Pour éviter de se perdre dans de vagues conjectures d’une approche globale, l’école de Copenhague a choisi de croire en l’universalité de l’expérimentation locale pour essayer de comprendre la nature de l’Univers. En s’appliquant à ne mesurer que les effets locaux, l’accès aux causes physiques passe forcément par la formulation d’hypothèses et de postulats. Cette approche de type « effective » est apparue comme étant plus « concrète » et plus « réaliste » que l’approche holistique. Pour se persuader de l’aspect universel de la localité, l’école de Copenhague a proposé le fameux « principe » cosmologique. il suppose que l’Univers est spatialement homogène, c’est-à-dire que son apparence générale ne dépend pas de la position de l’observateur. Il a pour conséquence que l’Homme n’occupe pas de position privilégiée dans l’Univers. Avec cela nous pouvons être d’accord car toutes les localités peuvent se ressembler. En revanche, en décliner que le taux d’expansion ne dépend pas de la direction, est battue en brèche par les dernières observations qui montrent une légère anisotropie. Ce « principe » élude la très importante dualité entre une localité quelconque et l’Ensemble Non-Local Originel (ENLO). Il est vrai que l’enquête de MERMIN auprès des physiciens, montre une incompréhension générale concernant la causalité non-locale relative à l’intrication des spins.

Si l’on peut effectivement généraliser à toute les localités, l’observation : « tout s’éloigne autour de nous », ce n’est pas un argument pour en déduire que l’état d’univers en expansion, n’a pas de centre. Un processus d’expansion en couches de vitesses concentriques, répond parfaitement à cela. De plus elle matche avec la légère anisotropie observée. En revanche, la Matrice Univers Permanente ayant généré l’état en expansion, n’a effectivement ni centre ni bord.

L’école de Copenhague a fait un choix binaire entre l’approche locale et l’approche holistique plutôt que de prendre en compte la dualité {locale ET non-locale}. L’enquête de MERMIN montre que malgré les évolutions observationnelles, une majorité n’a pas évolué à cet égard.

Les humains – tout comme leur mère Nature – rêvent de valeur absolue.
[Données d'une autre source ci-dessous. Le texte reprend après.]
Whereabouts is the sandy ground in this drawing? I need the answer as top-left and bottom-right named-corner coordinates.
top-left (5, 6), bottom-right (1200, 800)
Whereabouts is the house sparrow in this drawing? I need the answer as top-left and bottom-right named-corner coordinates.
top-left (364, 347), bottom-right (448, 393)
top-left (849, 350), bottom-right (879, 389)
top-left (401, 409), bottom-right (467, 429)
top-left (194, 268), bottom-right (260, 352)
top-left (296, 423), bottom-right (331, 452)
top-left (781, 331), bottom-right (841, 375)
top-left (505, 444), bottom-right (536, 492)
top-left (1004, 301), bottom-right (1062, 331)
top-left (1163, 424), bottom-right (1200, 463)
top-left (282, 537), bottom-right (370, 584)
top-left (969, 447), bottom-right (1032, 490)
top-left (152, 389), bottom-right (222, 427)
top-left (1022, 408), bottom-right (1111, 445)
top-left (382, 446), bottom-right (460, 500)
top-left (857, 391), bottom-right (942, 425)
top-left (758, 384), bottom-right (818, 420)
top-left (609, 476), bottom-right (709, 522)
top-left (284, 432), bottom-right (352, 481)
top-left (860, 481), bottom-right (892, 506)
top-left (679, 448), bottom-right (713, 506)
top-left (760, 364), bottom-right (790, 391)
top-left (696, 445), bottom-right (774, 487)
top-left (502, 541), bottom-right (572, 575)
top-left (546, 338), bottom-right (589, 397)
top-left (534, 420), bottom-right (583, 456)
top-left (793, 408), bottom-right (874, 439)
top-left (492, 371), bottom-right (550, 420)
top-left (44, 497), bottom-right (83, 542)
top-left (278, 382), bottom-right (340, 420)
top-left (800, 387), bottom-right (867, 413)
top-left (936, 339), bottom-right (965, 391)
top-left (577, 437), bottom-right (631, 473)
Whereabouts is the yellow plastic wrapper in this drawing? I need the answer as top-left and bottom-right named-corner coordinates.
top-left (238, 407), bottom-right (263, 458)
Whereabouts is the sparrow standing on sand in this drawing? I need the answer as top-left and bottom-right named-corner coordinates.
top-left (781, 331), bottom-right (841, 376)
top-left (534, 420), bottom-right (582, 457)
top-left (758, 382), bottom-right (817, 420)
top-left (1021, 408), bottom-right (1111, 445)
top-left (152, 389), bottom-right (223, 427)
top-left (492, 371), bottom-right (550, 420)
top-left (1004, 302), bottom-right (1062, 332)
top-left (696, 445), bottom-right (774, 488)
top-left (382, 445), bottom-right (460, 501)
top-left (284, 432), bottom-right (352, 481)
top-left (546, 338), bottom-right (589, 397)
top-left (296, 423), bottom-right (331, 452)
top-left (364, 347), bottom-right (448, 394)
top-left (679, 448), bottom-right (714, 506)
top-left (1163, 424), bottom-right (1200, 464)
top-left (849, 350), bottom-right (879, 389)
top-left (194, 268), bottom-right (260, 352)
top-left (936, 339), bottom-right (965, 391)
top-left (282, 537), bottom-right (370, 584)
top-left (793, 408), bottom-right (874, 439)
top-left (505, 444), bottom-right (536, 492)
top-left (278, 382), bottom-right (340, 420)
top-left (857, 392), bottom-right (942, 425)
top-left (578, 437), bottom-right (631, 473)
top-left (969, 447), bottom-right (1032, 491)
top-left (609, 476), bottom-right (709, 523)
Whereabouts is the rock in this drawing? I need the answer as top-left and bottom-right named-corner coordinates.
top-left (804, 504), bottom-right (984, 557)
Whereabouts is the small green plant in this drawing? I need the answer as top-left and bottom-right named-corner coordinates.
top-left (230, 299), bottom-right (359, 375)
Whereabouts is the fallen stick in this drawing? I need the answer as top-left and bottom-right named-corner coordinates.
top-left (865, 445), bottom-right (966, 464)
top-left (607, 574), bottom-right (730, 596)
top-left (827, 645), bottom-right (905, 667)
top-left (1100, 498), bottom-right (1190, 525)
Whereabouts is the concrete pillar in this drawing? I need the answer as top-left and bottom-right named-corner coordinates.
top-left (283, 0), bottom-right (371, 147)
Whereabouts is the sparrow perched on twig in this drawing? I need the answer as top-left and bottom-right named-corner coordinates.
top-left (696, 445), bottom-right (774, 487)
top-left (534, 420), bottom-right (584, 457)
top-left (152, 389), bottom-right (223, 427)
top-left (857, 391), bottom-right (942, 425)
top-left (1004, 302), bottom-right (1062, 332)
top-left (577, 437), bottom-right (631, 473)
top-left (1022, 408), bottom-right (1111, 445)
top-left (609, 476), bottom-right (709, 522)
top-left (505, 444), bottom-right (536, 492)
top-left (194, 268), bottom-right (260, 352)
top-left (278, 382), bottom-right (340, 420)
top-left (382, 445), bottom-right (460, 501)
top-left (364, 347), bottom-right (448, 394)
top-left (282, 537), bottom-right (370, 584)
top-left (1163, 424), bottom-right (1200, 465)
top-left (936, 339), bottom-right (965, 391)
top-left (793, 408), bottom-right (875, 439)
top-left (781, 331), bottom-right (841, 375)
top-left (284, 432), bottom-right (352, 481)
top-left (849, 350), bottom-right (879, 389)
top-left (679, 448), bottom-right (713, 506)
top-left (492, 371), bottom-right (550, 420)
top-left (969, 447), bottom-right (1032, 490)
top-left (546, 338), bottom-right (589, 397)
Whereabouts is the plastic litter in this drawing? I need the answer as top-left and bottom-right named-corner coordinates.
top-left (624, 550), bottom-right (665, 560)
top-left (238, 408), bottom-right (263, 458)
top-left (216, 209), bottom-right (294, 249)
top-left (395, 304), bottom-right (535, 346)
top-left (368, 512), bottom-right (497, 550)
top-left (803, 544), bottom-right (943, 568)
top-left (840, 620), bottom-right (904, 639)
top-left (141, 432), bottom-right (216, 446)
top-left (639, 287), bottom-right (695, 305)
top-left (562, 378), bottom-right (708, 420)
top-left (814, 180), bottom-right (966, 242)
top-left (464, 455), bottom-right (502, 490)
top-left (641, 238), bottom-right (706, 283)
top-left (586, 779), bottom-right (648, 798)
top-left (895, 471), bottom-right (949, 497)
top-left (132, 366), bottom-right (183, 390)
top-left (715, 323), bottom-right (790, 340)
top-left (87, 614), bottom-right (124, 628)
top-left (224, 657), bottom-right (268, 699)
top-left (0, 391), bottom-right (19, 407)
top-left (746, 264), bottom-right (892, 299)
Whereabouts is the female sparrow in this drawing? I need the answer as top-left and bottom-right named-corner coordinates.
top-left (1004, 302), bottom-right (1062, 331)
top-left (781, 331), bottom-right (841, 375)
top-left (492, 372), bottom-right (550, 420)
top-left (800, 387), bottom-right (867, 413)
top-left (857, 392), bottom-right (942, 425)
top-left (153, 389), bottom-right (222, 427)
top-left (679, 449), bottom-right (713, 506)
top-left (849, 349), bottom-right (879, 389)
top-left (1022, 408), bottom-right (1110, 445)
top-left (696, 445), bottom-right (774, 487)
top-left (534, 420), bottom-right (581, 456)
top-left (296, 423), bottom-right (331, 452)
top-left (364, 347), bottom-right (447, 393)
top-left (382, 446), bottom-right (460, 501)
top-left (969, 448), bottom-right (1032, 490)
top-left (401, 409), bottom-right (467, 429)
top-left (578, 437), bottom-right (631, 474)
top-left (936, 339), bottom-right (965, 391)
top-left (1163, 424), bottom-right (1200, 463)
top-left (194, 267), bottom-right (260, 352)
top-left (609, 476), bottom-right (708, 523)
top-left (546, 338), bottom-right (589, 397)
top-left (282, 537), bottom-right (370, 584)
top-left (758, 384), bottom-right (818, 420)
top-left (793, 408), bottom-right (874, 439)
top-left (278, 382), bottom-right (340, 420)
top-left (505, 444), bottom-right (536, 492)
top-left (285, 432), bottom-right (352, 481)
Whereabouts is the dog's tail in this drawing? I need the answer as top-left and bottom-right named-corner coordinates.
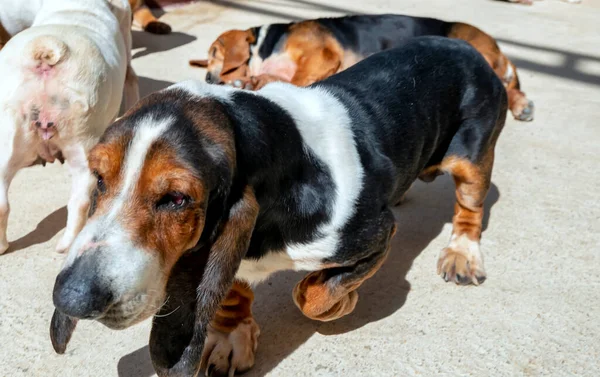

C’est cette impossible espérance qui les fait exister.

2/ Les erreurs du modèle standard en 16 points

Point 1 : appliquer aux paramètres physiques, le zéro absolu mathématique. Les paramètres physiques ne peuvent en aucun cas, être ramenés au zéro absolu ou à l’infini. Seul les nombres ou entités dépourvues de masse-espace-temps, sont aptes à la notion d’absolu. Le paradoxe existentiel – consubstantiel à la Nature – est justement basé sur l’espérance de l’impossible zéro absolu ET sa résolution par le zéro symétrique.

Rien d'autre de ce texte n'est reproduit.